Suit filed over school hearing officer's firing

FILE — This 2015 file photo shows public school buses. (AP Photo/File)
FILE — This 2015 file photo shows public school buses. (AP Photo/File)

VILONIA -- A federal lawsuit alleges state education officials were unduly influenced by employees of the Vilonia School District in firing a veteran hearing officer who two years ago ordered the reinstatement of a student the district considered dangerous and tried to permanently expel.

Filed Friday in Little Rock, the lawsuit alleges the state Department of Education illegally retaliated against Robert Doyle for carrying out a protected activity -- holding a school district accountable for violating the Individuals with Disabilities Education Act. It also accuses the district of violating Doyle's due-process rights by "abruptly" canceling his 36-year contract as an impartial hearing officer on disability issues.

It seeks unspecified compensatory damages and payment of Doyle's attorney's fees.

The department doesn't comment on active lawsuits, Kim Mundell, spokeswoman for the department, said Tuesday. Jay Bequette, an attorney who represented the Vilonia district in the 2018 case, also declined to comment on the lawsuit, which he hadn't yet seen.

The suit was filed on Doyle's behalf by Little Rock attorney Theresa Caldwell, who represented the student and his parents in 2018 in a highly publicized dispute over whether suicidal and homicidal remarks he made on social media and in private conversations, as well as photographs he posted of himself holding a gun, posed a threat to other students.

Considered disabled because of brain injuries, the boy, then 15, was and is protected by the Individuals with Disabilities Education Act. It requires the district to provide him with a free and public education in the least-restrictive environment available.

Caldwell said Wednesday that as far as she knows, the boy is still enrolled in the Vilonia district. In May of 2018, U.S. District Judge Kristine Baker ordered the district to follow Doyle's directive and return the suspended ninth-grade special education student to the classroom.

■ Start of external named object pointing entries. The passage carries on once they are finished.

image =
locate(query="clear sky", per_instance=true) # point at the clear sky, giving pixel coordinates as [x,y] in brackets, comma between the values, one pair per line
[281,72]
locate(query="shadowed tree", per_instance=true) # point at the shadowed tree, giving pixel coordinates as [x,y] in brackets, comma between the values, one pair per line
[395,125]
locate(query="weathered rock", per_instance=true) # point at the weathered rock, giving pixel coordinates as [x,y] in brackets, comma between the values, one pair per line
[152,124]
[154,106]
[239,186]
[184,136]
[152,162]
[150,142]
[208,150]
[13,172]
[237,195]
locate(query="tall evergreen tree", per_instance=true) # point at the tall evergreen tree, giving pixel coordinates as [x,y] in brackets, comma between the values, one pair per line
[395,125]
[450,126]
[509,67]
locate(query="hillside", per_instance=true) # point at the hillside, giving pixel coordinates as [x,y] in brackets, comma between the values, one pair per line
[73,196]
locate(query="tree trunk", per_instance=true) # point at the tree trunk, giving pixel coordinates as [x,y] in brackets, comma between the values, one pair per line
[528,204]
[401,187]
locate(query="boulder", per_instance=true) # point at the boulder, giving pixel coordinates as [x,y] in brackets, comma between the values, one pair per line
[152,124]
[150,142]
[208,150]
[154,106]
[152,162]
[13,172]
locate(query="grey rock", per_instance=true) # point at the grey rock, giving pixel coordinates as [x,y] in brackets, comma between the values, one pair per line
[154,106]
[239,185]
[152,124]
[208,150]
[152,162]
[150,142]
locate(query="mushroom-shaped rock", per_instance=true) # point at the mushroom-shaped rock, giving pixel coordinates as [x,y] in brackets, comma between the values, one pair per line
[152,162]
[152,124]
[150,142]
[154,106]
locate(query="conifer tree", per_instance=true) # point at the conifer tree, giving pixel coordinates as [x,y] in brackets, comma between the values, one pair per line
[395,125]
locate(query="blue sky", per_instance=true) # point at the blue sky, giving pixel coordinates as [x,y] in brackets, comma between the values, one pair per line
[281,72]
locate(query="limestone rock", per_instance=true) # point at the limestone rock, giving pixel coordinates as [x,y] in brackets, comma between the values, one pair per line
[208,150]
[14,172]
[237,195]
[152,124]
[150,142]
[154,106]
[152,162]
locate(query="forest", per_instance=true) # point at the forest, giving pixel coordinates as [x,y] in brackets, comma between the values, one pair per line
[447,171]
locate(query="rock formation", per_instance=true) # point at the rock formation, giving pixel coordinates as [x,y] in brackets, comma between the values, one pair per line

The boy had been out of school for 2½ months, without any formal education or private tutoring, after the district suspended him and then filed a petition in Faulkner County Circuit Court to prevent a part of the law limiting the suspension to 10 days from taking effect.

The parents, through Caldwell, transferred the case to federal court, where Baker held a hearing and initially sided with the district in requiring the boy to stay home until an expedited state administrative hearing could be held and the hearing officer, Doyle, could determine the best placement for the boy.

On April 25, 2018, Doyle ordered the boy's return to classes, saying the district didn't prove he was dangerous. But the district defied the order and appealed to Baker, while the boy's parents also asked Baker to order the district to reinstate him. Baker granted the parents' request and issued an injunction requiring the district to reinstate the boy, though by this time only a few days remained of the school year.

Baker also scolded the district for failing to provide education services for the boy while his placement was being evaluated, and for violating Doyle's orders.

Doyle, a psychologist who Caldwell says has been recognized nationally for his knowledge and expertise, does business as Behavior Management Systems Inc. The lawsuit says his most recent contract with the department covered the term of Sept. 17, 2017, through June 30, 2019, and was subject to extension through June 30, 2024.

"Doyle's contracts were regularly and routinely renewed and extended, and he reasonably expected that his contract would be extended" through June of 2024, the suit states.

It said the department gave Doyle a satisfactory evaluation on Jan. 10, 2018, and again on July 12, 2018. But on Oct. 3, 2018, after the contentious Vilonia case and the July 1 hiring of the School District's former director of special education, Matt Sewell, as the state's assistant director of special education, the department "for the first time in 36 years rated his performance as below standards," the lawsuit states.

Caldwell noted that according to comments the department included in the evaluation, Doyle's decisions "lack sufficient legal analysis and application of law."

While the comments suggested a review of more than one decision, Doyle had issued only one substantive order between July 12 and Oct. 3, according to the suit. It says that "gives rise to an inference" that the evaluation remarks "were a pretext for canceling Doyle's contract." The order in question was issued Sept. 5, 2018.

The suit says Sewell confirmed on Oct. 16, 2018, that Doyle had been "rated down," before canceling his contract.

Caldwell suggested that Doyle's evaluator had been instructed to "rate down" Doyle. She said it's likely Sewell was waiting until after the Oct. 3 evaluation to cancel Doyle's contract, since the hearing officer had been rated satisfactory during his most recent evaluation before that.

The case was assigned to U.S. District Judge James Moody Jr.